The actuator also generated a sharp increase in impact force after passing the activation threshold. Near resonance, the impact force was further amplified and became strong enough to break a thin glass wall, showing that soft mechanical systems can produce strong and rapid motion when instability and inertia are deliberately designed into the system.

Programmable and energy-efficient design

The C-EsMV system provides a programmable route to energy-efficient actuation by using its instability threshold and input waveform rather than relying only on continuously increasing current.

The researchers found that concave-shaped waveforms, such as pseudo-Gaussian waveforms, reduced the input energy required for amplification and improved energy conversion efficiency by up to 64.4 times compared with a standard sine wave. This makes the mechanism promising for soft actuators operating in space- and power-constrained environments.

Mechanical memory without electronic circuits or software control

Beyond motion amplification, the C-EsMV system can physically store information about external stimuli. A brief mechanical or magnetic trigger can push the system from a weakened vibration state into an amplified vibration state, which can remain even after the trigger is removed.
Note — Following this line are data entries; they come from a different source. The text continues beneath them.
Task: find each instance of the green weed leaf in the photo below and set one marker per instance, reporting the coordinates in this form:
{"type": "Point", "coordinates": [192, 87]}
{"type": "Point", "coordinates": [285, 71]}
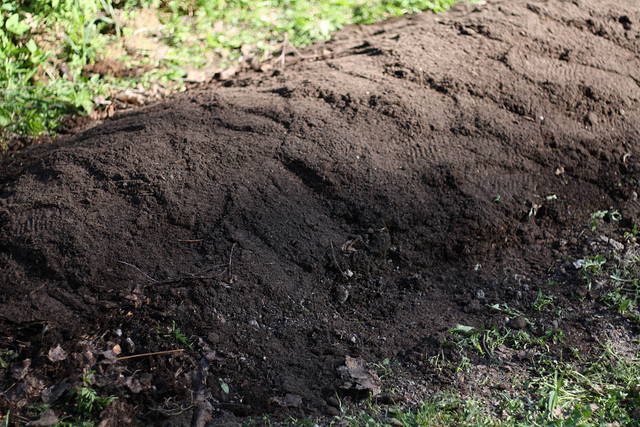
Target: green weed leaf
{"type": "Point", "coordinates": [16, 26]}
{"type": "Point", "coordinates": [32, 46]}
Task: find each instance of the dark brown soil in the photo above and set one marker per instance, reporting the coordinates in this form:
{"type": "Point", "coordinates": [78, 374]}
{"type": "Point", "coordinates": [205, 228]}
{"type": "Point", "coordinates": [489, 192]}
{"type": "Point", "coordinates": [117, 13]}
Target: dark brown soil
{"type": "Point", "coordinates": [359, 205]}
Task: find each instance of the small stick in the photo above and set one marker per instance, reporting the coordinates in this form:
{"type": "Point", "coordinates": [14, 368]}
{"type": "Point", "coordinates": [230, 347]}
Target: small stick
{"type": "Point", "coordinates": [150, 354]}
{"type": "Point", "coordinates": [230, 258]}
{"type": "Point", "coordinates": [335, 259]}
{"type": "Point", "coordinates": [142, 272]}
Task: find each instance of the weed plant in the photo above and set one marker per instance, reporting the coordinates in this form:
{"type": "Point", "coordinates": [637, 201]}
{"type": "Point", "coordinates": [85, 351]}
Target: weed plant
{"type": "Point", "coordinates": [46, 44]}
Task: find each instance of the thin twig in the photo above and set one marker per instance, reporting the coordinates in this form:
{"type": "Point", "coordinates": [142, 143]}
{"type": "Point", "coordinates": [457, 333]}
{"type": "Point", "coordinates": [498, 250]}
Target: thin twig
{"type": "Point", "coordinates": [230, 259]}
{"type": "Point", "coordinates": [151, 354]}
{"type": "Point", "coordinates": [335, 260]}
{"type": "Point", "coordinates": [142, 272]}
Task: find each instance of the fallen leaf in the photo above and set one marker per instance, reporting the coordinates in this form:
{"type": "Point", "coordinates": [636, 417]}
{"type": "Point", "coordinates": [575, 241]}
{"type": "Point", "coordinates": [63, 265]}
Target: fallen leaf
{"type": "Point", "coordinates": [116, 349]}
{"type": "Point", "coordinates": [288, 401]}
{"type": "Point", "coordinates": [57, 354]}
{"type": "Point", "coordinates": [47, 418]}
{"type": "Point", "coordinates": [358, 377]}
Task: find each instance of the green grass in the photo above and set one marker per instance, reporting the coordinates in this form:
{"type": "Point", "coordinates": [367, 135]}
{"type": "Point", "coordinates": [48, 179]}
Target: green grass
{"type": "Point", "coordinates": [46, 44]}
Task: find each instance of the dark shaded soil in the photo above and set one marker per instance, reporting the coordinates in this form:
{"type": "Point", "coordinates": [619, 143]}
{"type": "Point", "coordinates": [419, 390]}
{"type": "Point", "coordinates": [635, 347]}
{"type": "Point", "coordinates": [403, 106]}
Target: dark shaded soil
{"type": "Point", "coordinates": [359, 205]}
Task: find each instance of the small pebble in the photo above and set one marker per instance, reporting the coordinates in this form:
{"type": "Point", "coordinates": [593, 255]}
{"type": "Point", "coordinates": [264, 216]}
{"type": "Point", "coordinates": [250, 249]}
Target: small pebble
{"type": "Point", "coordinates": [518, 323]}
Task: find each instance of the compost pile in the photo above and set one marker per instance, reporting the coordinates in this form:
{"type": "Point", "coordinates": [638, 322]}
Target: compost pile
{"type": "Point", "coordinates": [284, 229]}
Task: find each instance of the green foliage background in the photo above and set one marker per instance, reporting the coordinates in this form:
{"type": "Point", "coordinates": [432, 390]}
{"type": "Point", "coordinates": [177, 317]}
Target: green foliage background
{"type": "Point", "coordinates": [45, 44]}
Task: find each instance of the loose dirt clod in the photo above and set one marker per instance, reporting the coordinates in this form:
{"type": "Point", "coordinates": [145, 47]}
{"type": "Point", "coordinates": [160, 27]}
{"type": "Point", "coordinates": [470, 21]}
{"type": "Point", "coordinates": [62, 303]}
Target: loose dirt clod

The system demonstrated both volatile memory, in which the memorized state gradually decays, and non-volatile memory, in which a short trigger induces persistent amplified vibration until the system is manually reset. The team also built a 3 × 3 mechanical memory array, where individual cells could record where and when a stimulus had been applied.

Significance of the research

This study presents a new design strategy for soft actuators by treating mechanical instability and inertia as functional design elements rather than as undesirable side effects.

By engineering the balance between magnetic attraction and elastic tension, the C-EsMV system produces large, discrete responses without relying solely on stronger electrical input. Because the mechanism is based on force balance rather than a specific material or geometry, it could be extended to various soft robotic and adaptive mechanical systems.

The research team noted that this approach could be particularly suited for applications requiring discrete, energy-efficient responses to small stimuli with programmable thresholds, such as mechanical transistors, spike-signal processors, or memory-integrated devices.